Gesundheitspolitik

Koppe: Gesetzgeber muss Sanktionen für Kliniken schaffen"

von Elmar Otto

Erfurt.
Um die paradoxe Situation zu veranschaulichen, stellt Marian Koppe folgende Frage: "Was würden Sie denn einem Handwerksbetrieb sagen, der tausendfach falsche Rechnungen schreibt und wenn er erwischt wird, als einzige Strafe die Korrektur der gestellten Rechnung befürchten muss?" Was in diesem Fall undenkbar ist, gehört im Gesundheitswesen zur gängigen Praxis. Bislang geht die falsche Abrechnung von Leistungen für Krankenhäuser mit keinerlei Sanktionen oder auch nur Kostenbeteiligungen einher, solange nicht nachgewiesen ist, dass diese vorsätzlich geschehen ist. Umgekehrt entstehen den Krankenkassen zusätzliche Kosten in Höhe von 300 Euro für jede Überprüfung einer Abrechnung, die keinen Fehler nachweist.

"Diese Ungleichbehandlung zwischen Kostenträgern und Leistungserbringern ist eine nicht vertretbare Waffenungleichheit zu Lasten der Krankenkassen und der gesetzlich Versicherten", sagt Koppe. Es widerspreche auch dem Rechtsempfinden, wenn die Verantwortung zwischen den Akteuren so ungleich verteilt sei.

Wozu das führt, hat Koppe jetzt schwarz auf weiß: Allein im ersten Halbjahr 2012 haben die Prüfer vom Medizinischen Dienst der Krankenkassen (MDK) in Thüringen 21372 Krankenhausrechnungen und damit mehr als die Hälfte als "korrekturbedürftig" bewertet, teilt das Sozialministerium mit. Was nichts anderes bedeutet, als dass zu hohe Rechnungen ausgestellt wurden.

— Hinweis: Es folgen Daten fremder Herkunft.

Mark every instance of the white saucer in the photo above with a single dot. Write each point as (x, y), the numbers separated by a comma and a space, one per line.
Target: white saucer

2012 mit mehr als 90000 Prüfungen zu rechnen

Für den Liberalen ist es zudem erschreckend, welcher zusätzliche Aufwand das Prozedere auf Seiten der Krankenkassen und des MDK bedeute. So seien 2007 etwa 58000 Rechnungen geprüft worden, 2010 bereits 70000. Und im ersten Halbjahr 2012 belaufe sich diese Zahl aufgrund der hohen Beanstandungsquote bereits auf über 43000, was am Jahresende also mehr 90000 Rechnungsprüfungen bedeuten würde, so Koppe. Und all das bei nur leicht gestiegenen Gesamtzahlen der vollstationären Patienten (2007: 551986 und 2010: 573525 Fälle).

"Mit der jüngsten Entwicklung seit 2011 hat die Problematik fehlerhafter Krankenhausabrechnungen insbesondere in Thüringen eine Dimension erreicht, die ein Eingreifen des Gesetzgebers zwingend nahelegt", sagt Koppe. Aus seiner Sicht stellen die Werte inzwischen sogar eine mögliche Fehlerquelle für die Datenbasis von Gesundheitsberichterstattungen oder der Krankenhausplanung dar.

Die Landesregierung verneint dies jedoch und unterstreicht vielmehr, dass die Datengrundlage weiterhin "ausreichend aussagekräftig" sei.